Depois de sobreviver a quatro AVC e de lhe ter sido depois diagnosticada uma doença oncológica, Sónia Luís avança como pode, ao seu ritmo. A morte não a assusta. A vida é, como diz, só uma passagem e o corpo é matéria, que pode servir de estudo para outros. Assim será com o seu, que doou à ciência. Com a mesma lucidez com que fala do fim, fala da vida. “Não tenho saudades do que perdi. Só me dói não poder regressar ao trabalho porque eu só sabia trabalhar”. Aos 50 anos, ainda vive em Santarém, perto dos pais. Na garagem mantém a mota, uma Harley-Davidson, de que tanto gostava, como lhe contam. De vez em quando vai lá, dar à chave, só para ficar a ouvir o barulho do motor. Continua a rir-se de si mesma e a aprender todos os dias. Diz que se sente tranquila, mesmo diante do incerto. “A minha cabeça é como um novelo de lã com muitas pontas. Já não consigo puxar a linha de antes, mas aprendi a viver com o que tenho”, afirma.

Três portugueses sofrem um AVC a cada hora

O AVC é uma das principais causas de morte e incapacidade em Portugal, com cerca de 25 mil pessoas afectadas por ano. Estima-se que, por hora, três portugueses sejam vítimas de AVC. O dia para aumentar a consciencialização para essa realidade assinala-se a 29 de Outubro. A intervenção rápida é fundamental para minimizar danos. Mas para isso é preciso saber identificar sinais de alerta. Os chamados três F: o desvio da face; a dificuldade em falar; e alterações de sensibilidade num dos membros. “Sofrer um AVC pode acontecer a qualquer um”, adverte Sara Fidalgo, realçando que é por isso que o GAM prevê e está já a trabalhar no sentido de levar informação às escolas sobre os sinais e factores de risco, como a hipertensão, o sedentarismo, o tabagismo e o alcoolismo.

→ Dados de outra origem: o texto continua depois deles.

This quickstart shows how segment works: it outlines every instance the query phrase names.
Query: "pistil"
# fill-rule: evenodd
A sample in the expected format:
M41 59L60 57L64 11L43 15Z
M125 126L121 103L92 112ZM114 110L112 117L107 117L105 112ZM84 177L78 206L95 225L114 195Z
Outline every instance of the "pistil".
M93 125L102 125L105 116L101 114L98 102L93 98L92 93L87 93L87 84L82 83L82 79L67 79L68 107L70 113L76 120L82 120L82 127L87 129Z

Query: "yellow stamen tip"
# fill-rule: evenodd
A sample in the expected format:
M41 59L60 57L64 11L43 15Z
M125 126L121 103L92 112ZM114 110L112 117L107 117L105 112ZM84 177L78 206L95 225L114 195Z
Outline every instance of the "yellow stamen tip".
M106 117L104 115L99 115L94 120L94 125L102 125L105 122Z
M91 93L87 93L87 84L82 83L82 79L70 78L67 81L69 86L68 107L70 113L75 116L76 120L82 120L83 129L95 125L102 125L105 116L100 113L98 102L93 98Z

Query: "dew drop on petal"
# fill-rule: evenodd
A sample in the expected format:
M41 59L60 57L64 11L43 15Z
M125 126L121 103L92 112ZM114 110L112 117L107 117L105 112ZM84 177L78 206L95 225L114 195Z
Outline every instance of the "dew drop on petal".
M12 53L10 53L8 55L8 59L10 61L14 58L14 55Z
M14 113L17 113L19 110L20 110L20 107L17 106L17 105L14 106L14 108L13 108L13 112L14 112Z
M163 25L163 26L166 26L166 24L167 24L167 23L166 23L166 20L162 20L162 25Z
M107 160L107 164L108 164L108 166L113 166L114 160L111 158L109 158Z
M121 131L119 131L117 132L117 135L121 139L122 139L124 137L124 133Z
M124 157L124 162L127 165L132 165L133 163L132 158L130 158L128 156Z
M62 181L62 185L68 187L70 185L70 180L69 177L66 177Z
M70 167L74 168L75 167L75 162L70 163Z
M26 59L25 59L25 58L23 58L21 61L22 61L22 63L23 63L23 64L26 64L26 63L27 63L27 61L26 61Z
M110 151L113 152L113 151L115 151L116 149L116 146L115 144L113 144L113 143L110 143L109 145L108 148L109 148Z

O plano de recuperação de um sobrevivente implica, geralmente, a recuperação neurológica, motora, psicossocial, funcional e de comunicação. A terapeuta Sara, que acompanha Sónia Luís desde que sofreu o terceiro AVC, costuma dizer que igual ao que se era nunca se fica. “E importa ter essa noção, que fica uma cicatriz. Por muito que as zonas vizinhas do cérebro assumam as funções que a área lesada fazia, nunca é igual. E tem de haver um luto para se ganhar vontade, força e empenho para melhorar. É interiorizar para poder avançar”.